Express News Staff
LAKE PLEASANT - The decades old fight between many Adirondack residents and the Adirondack Park Agency and its environmental group supporters appears poised to be renewed, because of discussions concerning the classification of some 46,000 acres of newly acquired state lands that took place at the regional zoning agency Aug. 8.
When the Lake Pleasant Town Board met Monday, Aug. 19, it unanimously adopted a resolution that takes aim at APA staff and APA Counsel James Townsend for what it views as bias toward more land zoned as Wilderness and less zoned as Wild Forest.
The board based its decision on information on the APA meeting received from Town of Indian Lake Supervisor Brian Wells.
This reporter followed the APA meeting in real time online, and Wells' comments appear to be fair and accurate.

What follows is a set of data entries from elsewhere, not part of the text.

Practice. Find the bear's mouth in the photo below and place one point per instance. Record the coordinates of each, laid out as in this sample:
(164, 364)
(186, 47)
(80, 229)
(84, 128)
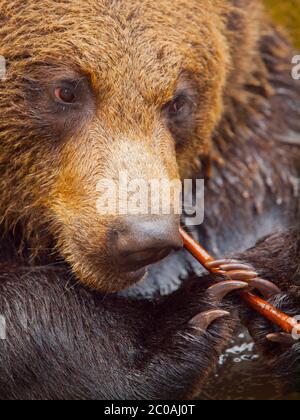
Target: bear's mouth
(137, 276)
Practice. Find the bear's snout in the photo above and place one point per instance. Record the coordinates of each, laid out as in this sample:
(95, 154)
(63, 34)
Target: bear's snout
(142, 241)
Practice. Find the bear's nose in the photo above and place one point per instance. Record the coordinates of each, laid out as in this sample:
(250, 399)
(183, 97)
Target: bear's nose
(143, 241)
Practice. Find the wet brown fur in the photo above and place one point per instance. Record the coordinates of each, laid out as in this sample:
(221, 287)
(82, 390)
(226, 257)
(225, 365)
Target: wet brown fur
(131, 57)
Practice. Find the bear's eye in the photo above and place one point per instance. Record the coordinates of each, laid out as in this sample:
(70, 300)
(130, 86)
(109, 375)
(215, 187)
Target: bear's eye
(179, 104)
(65, 94)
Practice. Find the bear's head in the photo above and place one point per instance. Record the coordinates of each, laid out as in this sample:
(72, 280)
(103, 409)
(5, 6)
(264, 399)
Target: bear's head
(99, 88)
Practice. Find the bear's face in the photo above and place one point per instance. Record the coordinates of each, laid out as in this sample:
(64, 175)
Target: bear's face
(95, 89)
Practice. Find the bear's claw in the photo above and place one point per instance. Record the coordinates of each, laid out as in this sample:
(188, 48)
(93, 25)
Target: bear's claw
(202, 321)
(218, 291)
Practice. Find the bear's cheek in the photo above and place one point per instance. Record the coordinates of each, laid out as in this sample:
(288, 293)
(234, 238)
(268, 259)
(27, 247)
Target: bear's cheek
(81, 229)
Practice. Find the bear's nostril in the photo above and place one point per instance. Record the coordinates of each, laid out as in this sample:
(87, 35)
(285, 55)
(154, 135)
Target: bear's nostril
(145, 241)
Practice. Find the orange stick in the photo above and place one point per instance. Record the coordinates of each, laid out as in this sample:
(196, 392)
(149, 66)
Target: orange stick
(287, 323)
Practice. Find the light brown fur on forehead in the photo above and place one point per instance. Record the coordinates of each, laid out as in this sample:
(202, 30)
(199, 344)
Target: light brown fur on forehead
(139, 46)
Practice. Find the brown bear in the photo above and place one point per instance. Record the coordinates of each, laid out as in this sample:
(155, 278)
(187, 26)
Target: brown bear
(161, 90)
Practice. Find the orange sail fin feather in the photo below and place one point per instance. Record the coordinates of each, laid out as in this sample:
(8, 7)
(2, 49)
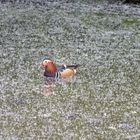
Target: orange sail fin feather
(64, 71)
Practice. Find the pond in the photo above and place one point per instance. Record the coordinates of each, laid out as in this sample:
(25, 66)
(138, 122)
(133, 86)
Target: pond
(103, 99)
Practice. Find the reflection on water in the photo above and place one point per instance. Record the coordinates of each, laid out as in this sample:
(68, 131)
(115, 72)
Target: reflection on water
(52, 83)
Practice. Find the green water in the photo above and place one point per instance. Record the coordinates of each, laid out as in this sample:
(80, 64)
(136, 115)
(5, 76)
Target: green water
(102, 103)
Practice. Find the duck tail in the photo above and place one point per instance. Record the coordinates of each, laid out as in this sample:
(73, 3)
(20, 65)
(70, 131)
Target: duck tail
(75, 66)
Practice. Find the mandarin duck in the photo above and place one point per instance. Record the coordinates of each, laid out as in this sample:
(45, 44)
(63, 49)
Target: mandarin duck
(64, 71)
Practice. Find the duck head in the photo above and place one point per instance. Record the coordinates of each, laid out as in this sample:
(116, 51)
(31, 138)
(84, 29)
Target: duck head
(49, 66)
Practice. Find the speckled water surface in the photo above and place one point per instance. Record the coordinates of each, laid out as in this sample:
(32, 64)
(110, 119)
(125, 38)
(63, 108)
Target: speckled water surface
(103, 101)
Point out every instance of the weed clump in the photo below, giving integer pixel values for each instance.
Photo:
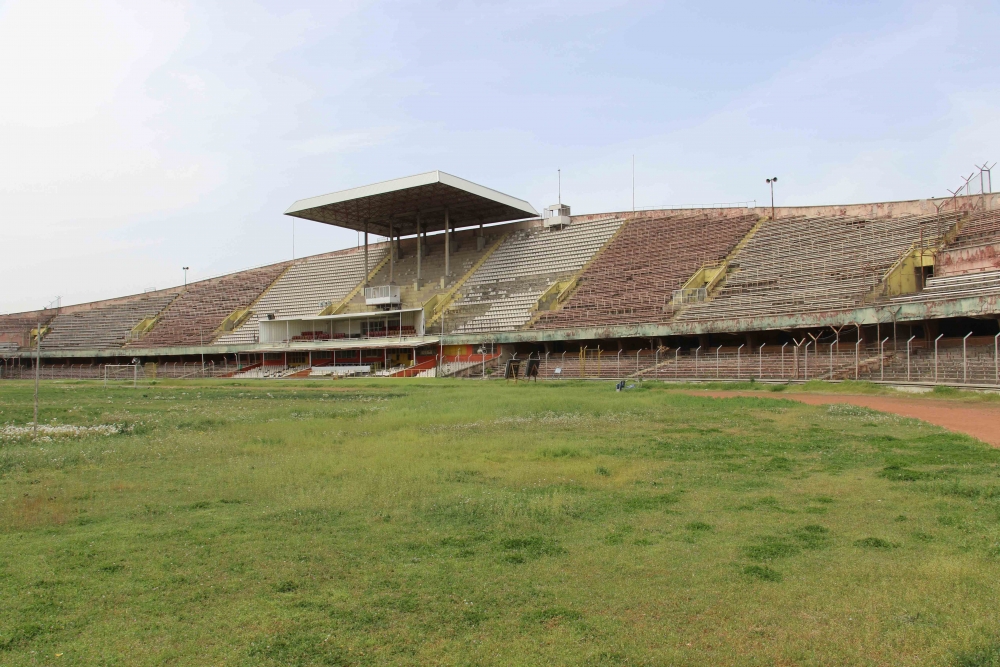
(770, 548)
(762, 572)
(874, 543)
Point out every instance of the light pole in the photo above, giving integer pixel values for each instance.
(771, 182)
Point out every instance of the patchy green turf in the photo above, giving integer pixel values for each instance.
(451, 522)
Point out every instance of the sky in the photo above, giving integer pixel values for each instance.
(140, 137)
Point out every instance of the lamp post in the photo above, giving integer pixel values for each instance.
(771, 182)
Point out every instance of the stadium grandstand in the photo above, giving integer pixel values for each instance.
(464, 279)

Wells, who attended the meeting, wrote a letter to APA Chairman Leilani Ulrich in which he stated, "I have never attended an informational meeting that was so slanted and biased towards one side of an issue, from [APA Planning Director] James Connolly beginning with his personal agenda showing, through [Special Assistant, Economic Affairs] Dan Kelleher's economic study that was so contrived to represent one point that it was totally useless to use as an economic guideline.
"There were so many inaccuracies that were presented during this State Land Committee meeting that I am truly suspect of what was prepared for you and the commissioners."
Wells continued, "From the [public] hearings you attended, you heard the local people speak out for access and connectivity to other communities. I feel none of this was presented in a fair way; only after the most restrictive solution was announced in a loud voice, the least [restrictive] was announced in a whisper."
A loud voice from local governments began when Supervisor Neil McGovern offered a resolution stating the Lake Pleasant Town Board "asserts that the desires and the direction of the Upper Hudson Recreation Hub (the towns of Indian Lake, Long Lake, Newcomb, Minerva and North Hudson) are absolutely consistent with the Common Ground Alliance of the Adirondacks' stated vision for a more sustainable / usable Park."
The resolution also says, "the [Adirondack Partnership Recreational Work Group] asserting the need for more recreational opportunities; the Adirondack Futures vision for a more usable Park; the highly touted success story involving the Moose River Plains partnership and the governor's stated vision for the purchase of these lands [require the Wild Forest classification]."
The resolution calls for a network of roads sufficient to support higher levels of use and maintaining existing bridges. Much of the property is already riddled with logging roads.
The town also supports continued motorized use through 2018 for hunting / fishing club leaseholders and through 2019 for The Nature Conservancy, from which the State of New York bought the property; and calls for an Intensive Use corridor similar to that in the Moose River Plains, including roadside camping to entice use away from more environmentally sensitive areas.
The resolution concludes with the town board going on record "with the strongest level of support possible for the Governor's vision that these lands provide recreational opportunities for all recreational users..."
START OF A TREND?
It is likely other towns within the Adirondack Park will follow suit with similar resolutions, especially those around the area to be classified: the Hamilton County Town of Indian Lake and the Essex County towns of Minerva and Newcomb.
The lands to be classified are the Essex Chain of Lakes Tract (18,888 acres), Indian River Tract (945 acres), OK Slip Falls Tract (3,015 acres) and OSC Tract (160 acres). Some Forest Preserve lands adjacent to these tracts are being considered for reclassification.
The argument is basically over how much of the lands will be closed to motor vehicle use.